While I can just about imagine what motivates someone to do this I can’t begin the understand how the poor driver of a train must feel when he or she sees someone fall out the racks in front of his eyes, and they are unable to stop the vehicle from crushing them. Between 1993 and 2015 over 1400 people attempted to take their own lives on the Underground, that is an average of 64 a year, and over one a week.

The London Underground has been operating since the 1860s and it has been used for suicides attempts throughout that time. According to one piece of research, suicide on the railway increased after 1868 (just three years after the first train ran) when newspapers published details of the methods would-be suicides used.*

If that was the case then this example, from The Standard in 1893, was probably just as unhelpful.

Isaac Shelton was a 63 year-old ‘house decorator’ who lived on the Edgware Road.  At a quarter to six in the evening on 27 June (a Tuesday) Isaac was seen entering the tunnel at Baker Street underground station, heading for Edgware Road. A fellow passenger shouted to him but he was ignored. At the same time a train was arriving in the station and the driver was alerted and the service was detained.

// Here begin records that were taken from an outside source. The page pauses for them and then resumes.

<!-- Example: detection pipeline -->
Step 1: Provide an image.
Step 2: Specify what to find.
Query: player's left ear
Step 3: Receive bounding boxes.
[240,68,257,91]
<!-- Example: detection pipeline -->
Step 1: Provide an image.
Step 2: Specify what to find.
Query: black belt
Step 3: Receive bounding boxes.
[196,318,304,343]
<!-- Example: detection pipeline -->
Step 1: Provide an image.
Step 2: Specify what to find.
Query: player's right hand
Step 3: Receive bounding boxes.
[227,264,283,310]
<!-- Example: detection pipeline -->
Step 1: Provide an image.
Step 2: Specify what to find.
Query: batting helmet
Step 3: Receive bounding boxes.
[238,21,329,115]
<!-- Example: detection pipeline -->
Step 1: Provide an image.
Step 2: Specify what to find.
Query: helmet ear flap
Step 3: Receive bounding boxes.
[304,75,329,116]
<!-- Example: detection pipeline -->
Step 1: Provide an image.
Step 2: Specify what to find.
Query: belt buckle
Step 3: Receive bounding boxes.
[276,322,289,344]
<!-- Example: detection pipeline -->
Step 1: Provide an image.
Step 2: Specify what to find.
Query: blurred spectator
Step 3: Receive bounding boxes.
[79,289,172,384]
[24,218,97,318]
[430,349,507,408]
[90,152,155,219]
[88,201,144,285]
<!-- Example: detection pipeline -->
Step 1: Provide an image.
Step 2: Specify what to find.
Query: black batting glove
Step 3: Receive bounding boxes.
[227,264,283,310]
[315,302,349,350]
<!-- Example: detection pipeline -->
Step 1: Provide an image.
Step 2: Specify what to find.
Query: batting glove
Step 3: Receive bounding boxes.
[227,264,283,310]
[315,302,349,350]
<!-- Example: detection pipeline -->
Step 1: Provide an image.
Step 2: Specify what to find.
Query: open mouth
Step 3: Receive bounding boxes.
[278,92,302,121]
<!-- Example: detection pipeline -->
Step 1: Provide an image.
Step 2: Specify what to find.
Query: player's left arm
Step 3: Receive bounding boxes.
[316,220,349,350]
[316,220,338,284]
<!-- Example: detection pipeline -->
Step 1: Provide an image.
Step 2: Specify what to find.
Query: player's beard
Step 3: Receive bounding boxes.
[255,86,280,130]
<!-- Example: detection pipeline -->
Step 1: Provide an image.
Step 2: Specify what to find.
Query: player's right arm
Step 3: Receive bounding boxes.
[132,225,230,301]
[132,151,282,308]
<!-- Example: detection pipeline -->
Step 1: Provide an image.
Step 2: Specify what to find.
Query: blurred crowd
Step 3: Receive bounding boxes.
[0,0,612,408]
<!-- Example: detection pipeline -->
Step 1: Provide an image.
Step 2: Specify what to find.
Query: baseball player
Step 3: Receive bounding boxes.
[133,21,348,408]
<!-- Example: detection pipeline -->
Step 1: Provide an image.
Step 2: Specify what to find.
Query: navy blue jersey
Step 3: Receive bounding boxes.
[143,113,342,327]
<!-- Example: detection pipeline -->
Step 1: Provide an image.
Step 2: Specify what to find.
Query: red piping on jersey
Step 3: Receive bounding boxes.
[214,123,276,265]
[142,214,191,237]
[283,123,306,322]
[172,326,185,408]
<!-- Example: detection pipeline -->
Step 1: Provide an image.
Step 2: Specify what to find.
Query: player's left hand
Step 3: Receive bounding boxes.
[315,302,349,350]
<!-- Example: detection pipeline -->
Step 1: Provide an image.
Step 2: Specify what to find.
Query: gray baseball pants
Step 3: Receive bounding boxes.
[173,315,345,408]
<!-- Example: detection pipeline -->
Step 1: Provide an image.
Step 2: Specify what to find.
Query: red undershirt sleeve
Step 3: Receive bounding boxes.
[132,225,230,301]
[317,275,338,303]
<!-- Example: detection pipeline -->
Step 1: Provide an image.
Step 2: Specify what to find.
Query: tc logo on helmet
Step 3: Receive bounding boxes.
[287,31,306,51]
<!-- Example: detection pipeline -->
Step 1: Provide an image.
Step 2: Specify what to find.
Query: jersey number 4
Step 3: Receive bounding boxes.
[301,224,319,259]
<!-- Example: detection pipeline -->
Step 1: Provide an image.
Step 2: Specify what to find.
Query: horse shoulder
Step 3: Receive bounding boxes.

The station inspector, Mr Coleman, was summoned but in the meantime a young man named Albert Swift set off in pursuit of Shelton.

‘In the darkness he could hear somebody scrambling about on the ballast, and going in the direction of the noise, he found [Shelton] about 150 yards into the tunnel, lying across the metals of the upline’.

Albert tried to get the man’s attention and lift him up, but all he got back was the request: ‘leave me alone, I’m going home’. Fortunately the young man was soon joined by Mr Coleman and a porter and eventually the three manhandled Shelton up and off the tracks and back out to safety.

He seemed ‘sober, but excited’, they later testified.

The case came before the Marylebone Police magistrate, Mr Plowden. Shelton claimed she had no recollection of how he had got where he was. He said he had been having epileptic fits for twenty years and one had come on as he made his way home that evening. His wife appeared and confirmed that her husband suffered from epilepsy, and was subject to fits.

I’m not an expert on epilepsy but I have known people who suffer. This seems something quite unlike a fit and more akin to an desperate act by someone who did not wish to carry on. It seems this was also the opinion of the justice, who remanded Shelton in custody, perhaps to seek a medical opinion on his condition. Fortunately his attempt (if thats what it was) failed, because someone was quick witted enough to spot him and do something about it.

I imagine that is how most attempts are foiled today – by someone caring enough to see what their fellow passengers are doing and to notice when a person looks like they need a gentle word or two to bring them back from the edge, literally and figuratively.

[from The Standard, Thursday, June 29, 1893]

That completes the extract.